But it's not the same  
We use the images when someone reach # post (100,500,1000...) and when is necesary an image to ilustrate something.

Could answer about the  ranks of the forum?
Thanks


----------



## Jabote

fetchezlavache said:
			
		

> *mike please* can we at least know why ? wouldn't it have been preferable to pm the person(s) who abused the use of inline images to ask them to slow down ?
> 
> i feel we are all punished for something just a few of us did wrong.
> 
> 
> it's _much less fun_ this way.


 
Agree with Fetchez... and may I add that if some people are too chatty and get their fingers slapped for it (wink to fetchez), even some moderators DO use many useless smilies AND veeeeeery long mottos at the end of ALL their messages....

IMHO, of couse...


----------



## lauranazario

> *mike please* can we at least know why ? wouldn't it have been preferable to pm the person(s) who abused the use of inline images to ask them to slow down ?


Guys and gals,
Apparently some may think that revoking in-line image "privileges" is some sort of generalized 'punishment' when Mike has made it clear it isn't.

In post #1 he stated:


			
				mike said:
			
		

> I made a change that will hopefully keep the download times reasonable


I think we must respect whatever operational decisions are taken by our Administrator to make these forums available to people in every corner of the world and with all forms of internet access services (from slow to high-speed).

And yes, while in-line images may have made these forums appear more "enjoyable", they are not indispensable for our language discussions.
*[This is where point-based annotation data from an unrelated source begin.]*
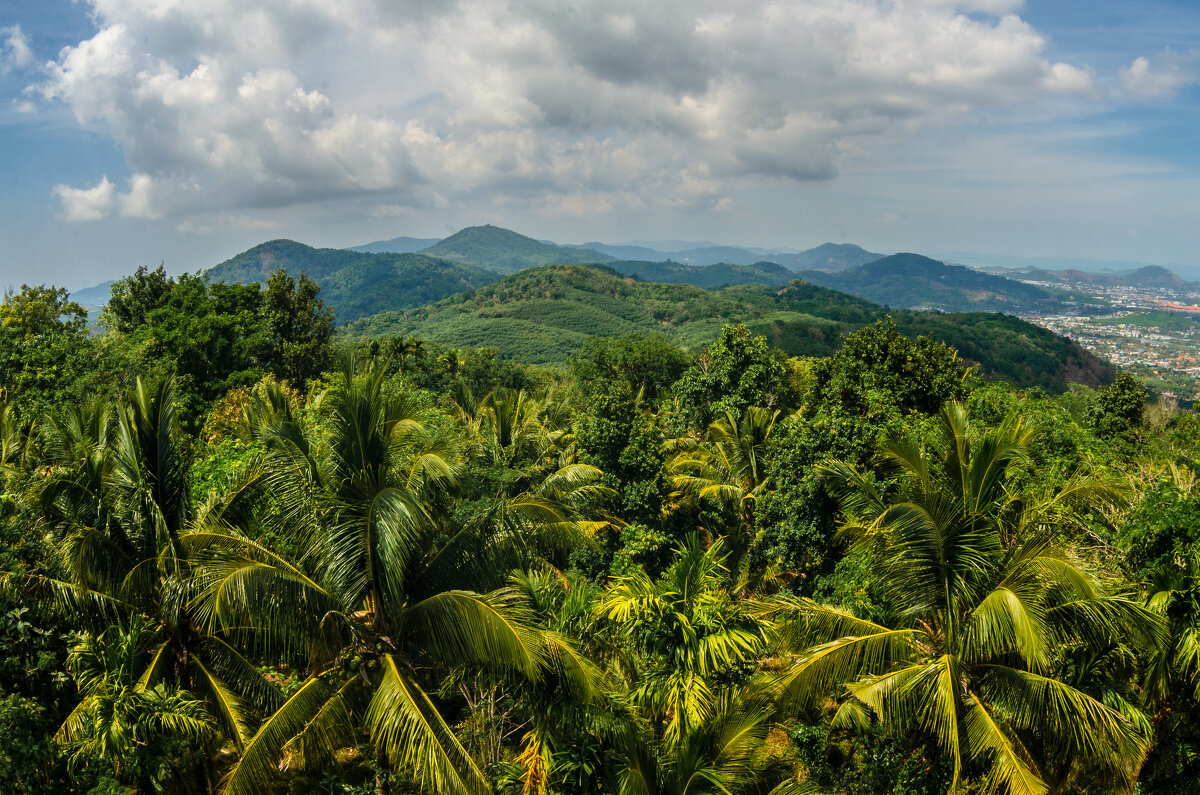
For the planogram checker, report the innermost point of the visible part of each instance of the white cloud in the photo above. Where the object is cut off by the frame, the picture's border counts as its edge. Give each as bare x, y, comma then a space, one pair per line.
87, 203
223, 222
1065, 78
15, 51
595, 105
1169, 73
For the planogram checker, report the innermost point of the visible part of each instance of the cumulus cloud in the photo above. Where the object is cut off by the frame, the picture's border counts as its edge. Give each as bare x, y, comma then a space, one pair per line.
87, 203
15, 49
564, 107
1164, 77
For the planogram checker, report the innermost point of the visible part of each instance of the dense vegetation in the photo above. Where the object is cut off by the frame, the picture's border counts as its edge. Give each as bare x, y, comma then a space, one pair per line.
505, 251
911, 281
237, 559
545, 315
354, 284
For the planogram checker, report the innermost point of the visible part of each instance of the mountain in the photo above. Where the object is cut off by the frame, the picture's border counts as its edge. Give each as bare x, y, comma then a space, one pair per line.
505, 251
912, 281
707, 276
1156, 276
1153, 276
628, 251
396, 245
544, 315
832, 256
352, 284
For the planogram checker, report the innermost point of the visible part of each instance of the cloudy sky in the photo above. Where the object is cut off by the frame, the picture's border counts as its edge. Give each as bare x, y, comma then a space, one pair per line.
184, 131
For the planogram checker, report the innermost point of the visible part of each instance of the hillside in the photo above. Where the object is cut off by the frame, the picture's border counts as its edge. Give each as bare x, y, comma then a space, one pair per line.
352, 284
707, 276
396, 245
911, 281
833, 257
504, 251
544, 315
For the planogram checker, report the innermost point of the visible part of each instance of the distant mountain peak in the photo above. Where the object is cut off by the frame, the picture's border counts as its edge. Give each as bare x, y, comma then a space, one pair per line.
505, 251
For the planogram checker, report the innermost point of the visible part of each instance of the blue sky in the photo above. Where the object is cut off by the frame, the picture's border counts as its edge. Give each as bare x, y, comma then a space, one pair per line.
144, 131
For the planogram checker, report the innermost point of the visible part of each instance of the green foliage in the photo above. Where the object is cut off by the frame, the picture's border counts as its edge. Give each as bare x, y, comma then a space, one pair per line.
737, 371
504, 251
222, 335
546, 315
647, 364
355, 285
299, 329
911, 281
1116, 412
40, 310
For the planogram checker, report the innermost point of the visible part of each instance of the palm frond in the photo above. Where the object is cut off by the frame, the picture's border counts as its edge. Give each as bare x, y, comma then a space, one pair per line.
258, 767
461, 627
1008, 767
408, 728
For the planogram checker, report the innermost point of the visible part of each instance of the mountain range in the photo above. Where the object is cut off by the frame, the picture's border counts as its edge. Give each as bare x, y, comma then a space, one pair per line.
543, 315
912, 281
537, 300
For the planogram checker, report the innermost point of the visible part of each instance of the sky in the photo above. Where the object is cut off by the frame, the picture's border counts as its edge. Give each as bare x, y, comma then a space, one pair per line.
137, 132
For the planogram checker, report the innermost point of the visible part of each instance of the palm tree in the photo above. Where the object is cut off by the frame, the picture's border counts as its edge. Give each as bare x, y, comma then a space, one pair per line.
690, 637
114, 495
379, 598
981, 607
729, 468
124, 723
690, 655
726, 754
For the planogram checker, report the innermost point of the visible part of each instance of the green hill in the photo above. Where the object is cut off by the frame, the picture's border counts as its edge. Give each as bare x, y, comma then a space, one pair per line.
707, 276
911, 281
504, 251
353, 284
544, 315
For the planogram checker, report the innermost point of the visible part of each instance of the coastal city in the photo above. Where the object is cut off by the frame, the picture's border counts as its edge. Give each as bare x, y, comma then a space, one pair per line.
1152, 332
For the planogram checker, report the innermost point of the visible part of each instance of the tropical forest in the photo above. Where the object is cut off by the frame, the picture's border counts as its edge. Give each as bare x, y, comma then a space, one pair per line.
760, 541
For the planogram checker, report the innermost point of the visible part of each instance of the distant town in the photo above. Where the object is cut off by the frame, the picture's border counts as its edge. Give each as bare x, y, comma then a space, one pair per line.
1155, 333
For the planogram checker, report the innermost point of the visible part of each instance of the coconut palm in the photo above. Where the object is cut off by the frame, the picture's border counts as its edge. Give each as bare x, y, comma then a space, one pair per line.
123, 723
381, 597
689, 635
114, 496
725, 754
727, 468
982, 609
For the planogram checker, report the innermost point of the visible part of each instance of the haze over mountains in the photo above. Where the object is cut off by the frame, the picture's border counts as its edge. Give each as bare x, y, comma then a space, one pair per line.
538, 300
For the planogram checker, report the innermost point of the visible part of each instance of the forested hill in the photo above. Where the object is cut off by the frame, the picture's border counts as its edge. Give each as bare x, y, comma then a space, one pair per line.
707, 276
505, 251
912, 281
353, 284
544, 315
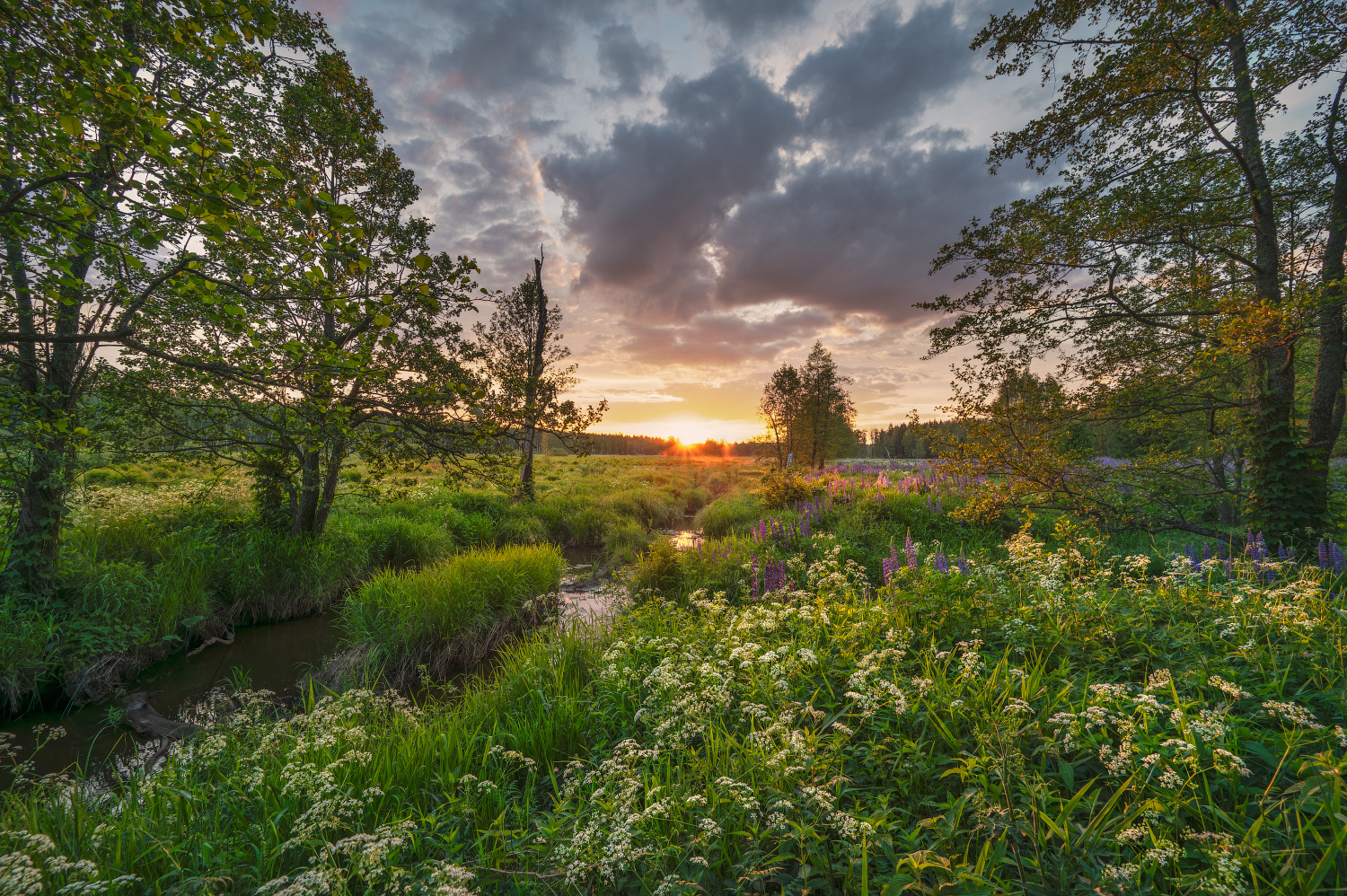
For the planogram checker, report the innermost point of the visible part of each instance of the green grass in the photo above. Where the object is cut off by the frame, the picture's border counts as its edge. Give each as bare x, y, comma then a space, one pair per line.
161, 556
446, 615
1043, 725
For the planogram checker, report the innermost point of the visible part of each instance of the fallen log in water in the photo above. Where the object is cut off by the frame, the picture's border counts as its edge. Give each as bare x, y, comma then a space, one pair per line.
145, 718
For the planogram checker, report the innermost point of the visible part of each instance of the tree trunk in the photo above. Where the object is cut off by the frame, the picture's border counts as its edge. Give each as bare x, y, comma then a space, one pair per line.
1277, 499
35, 545
306, 511
1325, 417
525, 472
337, 453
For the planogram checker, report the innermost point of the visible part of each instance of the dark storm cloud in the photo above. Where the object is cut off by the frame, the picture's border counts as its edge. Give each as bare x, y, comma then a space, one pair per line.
722, 338
746, 18
627, 61
885, 75
504, 46
857, 239
648, 202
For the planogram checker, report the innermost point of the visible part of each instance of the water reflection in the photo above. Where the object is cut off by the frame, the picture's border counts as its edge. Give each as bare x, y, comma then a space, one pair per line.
269, 658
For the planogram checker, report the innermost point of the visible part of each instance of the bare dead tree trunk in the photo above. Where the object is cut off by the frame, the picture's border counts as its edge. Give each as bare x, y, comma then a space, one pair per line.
535, 373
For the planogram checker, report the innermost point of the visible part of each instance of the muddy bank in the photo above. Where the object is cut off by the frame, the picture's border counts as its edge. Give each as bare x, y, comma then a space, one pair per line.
99, 737
269, 658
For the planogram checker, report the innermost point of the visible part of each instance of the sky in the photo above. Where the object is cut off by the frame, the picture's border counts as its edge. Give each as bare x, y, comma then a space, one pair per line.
717, 183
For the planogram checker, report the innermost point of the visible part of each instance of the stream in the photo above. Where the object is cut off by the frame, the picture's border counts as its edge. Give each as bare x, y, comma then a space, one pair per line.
272, 658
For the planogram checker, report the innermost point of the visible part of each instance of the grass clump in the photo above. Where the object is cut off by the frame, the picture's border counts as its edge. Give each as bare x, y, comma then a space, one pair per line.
727, 515
447, 616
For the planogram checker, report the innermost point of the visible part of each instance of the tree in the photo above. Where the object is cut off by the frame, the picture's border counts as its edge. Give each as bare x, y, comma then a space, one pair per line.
827, 415
780, 411
808, 412
363, 353
520, 353
118, 172
1179, 258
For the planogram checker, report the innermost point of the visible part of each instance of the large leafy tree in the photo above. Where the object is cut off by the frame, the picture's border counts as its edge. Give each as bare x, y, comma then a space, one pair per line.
522, 355
353, 337
1182, 264
119, 172
808, 411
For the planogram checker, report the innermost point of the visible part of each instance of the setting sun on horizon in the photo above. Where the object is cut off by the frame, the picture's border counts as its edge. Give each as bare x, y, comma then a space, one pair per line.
689, 430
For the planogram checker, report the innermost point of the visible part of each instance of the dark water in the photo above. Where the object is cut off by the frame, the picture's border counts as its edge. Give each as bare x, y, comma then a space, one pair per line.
269, 658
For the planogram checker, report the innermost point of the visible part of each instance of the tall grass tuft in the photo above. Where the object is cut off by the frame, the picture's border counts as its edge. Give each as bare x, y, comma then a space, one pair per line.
447, 616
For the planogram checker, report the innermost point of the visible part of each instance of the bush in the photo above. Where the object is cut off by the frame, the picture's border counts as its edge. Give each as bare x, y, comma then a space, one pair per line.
780, 488
657, 570
441, 616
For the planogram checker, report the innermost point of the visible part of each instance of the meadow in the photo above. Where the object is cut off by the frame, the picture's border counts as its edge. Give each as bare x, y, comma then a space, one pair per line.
854, 691
162, 557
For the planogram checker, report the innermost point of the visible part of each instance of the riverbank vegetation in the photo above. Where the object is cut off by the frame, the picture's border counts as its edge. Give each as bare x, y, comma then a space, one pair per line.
428, 624
1055, 720
161, 557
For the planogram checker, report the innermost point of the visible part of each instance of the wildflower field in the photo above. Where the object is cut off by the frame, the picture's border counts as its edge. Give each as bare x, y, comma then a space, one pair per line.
881, 715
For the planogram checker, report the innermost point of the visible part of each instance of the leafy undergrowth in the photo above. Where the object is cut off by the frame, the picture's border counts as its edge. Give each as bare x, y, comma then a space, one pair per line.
1043, 725
162, 557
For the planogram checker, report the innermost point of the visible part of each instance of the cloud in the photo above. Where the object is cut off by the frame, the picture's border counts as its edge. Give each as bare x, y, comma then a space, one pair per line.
884, 75
627, 61
722, 337
647, 204
751, 18
850, 237
506, 46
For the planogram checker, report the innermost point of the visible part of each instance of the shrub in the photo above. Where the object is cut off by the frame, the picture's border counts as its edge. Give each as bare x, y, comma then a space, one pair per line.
269, 575
780, 488
657, 570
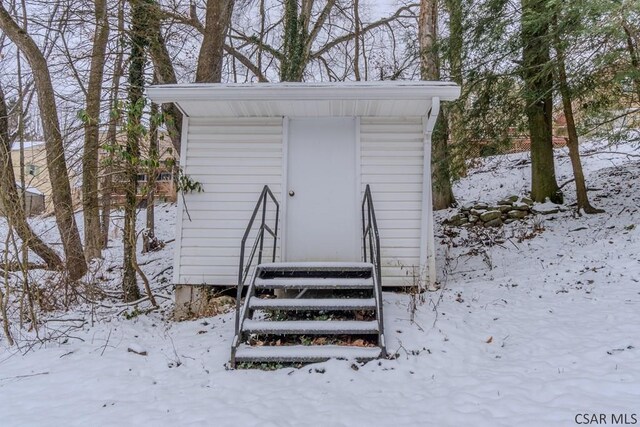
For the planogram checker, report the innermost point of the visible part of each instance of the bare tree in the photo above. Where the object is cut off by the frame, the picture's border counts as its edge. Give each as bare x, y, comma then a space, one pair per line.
10, 202
430, 70
112, 128
56, 159
90, 202
538, 94
217, 23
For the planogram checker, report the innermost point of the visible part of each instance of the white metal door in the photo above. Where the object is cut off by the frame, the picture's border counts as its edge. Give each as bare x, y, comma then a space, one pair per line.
322, 216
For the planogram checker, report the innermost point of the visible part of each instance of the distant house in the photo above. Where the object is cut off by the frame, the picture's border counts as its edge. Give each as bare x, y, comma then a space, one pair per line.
36, 177
35, 201
164, 188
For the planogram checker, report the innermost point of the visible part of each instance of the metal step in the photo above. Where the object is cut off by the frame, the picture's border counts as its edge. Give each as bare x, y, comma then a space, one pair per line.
316, 266
311, 327
313, 283
301, 353
312, 304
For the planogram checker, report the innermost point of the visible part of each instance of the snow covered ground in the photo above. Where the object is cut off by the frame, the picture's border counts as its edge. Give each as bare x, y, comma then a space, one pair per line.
529, 330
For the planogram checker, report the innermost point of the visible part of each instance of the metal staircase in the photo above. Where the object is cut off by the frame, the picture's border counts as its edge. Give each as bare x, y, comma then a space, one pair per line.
330, 310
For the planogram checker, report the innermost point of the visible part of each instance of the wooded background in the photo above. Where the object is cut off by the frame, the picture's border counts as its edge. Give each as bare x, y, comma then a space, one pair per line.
73, 71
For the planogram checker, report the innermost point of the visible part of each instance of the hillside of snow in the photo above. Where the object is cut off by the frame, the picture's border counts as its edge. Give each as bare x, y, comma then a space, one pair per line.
535, 323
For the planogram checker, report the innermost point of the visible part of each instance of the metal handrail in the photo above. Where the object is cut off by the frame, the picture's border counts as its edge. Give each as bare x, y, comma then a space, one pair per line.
258, 244
371, 238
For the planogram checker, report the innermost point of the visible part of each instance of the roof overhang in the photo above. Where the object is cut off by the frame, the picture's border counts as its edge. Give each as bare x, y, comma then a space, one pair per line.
378, 99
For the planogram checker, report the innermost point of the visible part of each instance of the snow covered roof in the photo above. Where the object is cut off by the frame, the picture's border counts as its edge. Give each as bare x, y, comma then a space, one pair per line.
382, 98
27, 144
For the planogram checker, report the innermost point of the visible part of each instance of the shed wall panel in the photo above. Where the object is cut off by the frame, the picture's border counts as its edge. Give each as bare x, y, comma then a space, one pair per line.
392, 156
233, 158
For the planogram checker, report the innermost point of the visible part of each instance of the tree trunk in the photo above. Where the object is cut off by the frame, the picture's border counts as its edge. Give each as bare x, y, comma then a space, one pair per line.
56, 164
92, 243
456, 108
149, 238
356, 26
429, 70
635, 61
210, 62
165, 74
11, 204
137, 62
112, 130
572, 140
538, 94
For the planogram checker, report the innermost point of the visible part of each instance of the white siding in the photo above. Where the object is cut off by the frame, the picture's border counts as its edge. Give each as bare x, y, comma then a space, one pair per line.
391, 162
233, 159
Furthermore, we can all add links to images if we want to --so it's not like that ability has been banned forever.

I'm just trying to look on the bright side... and encourage everyone to do so as well.

Saludos,
LN


----------



## fetchezlavache

well, nothing is indispensable. no avatars, no profiles, no signatures, no smilies. keep only what you need, the ability to transcribe your words in a post. then you'll have the perfect forum.  <sigh>

regarding my use of the word 'punish', i stated it was a _feeling_, not a thought. --->





> some may think that revoking in-line image "privileges" is some sort of generalized 'punishment'


----------



## cuchuflete

Now there's a great idea! Delete all of these options, and then after a month, enable smilies! People will think they have been granted a large bowl of chocolate ice cream!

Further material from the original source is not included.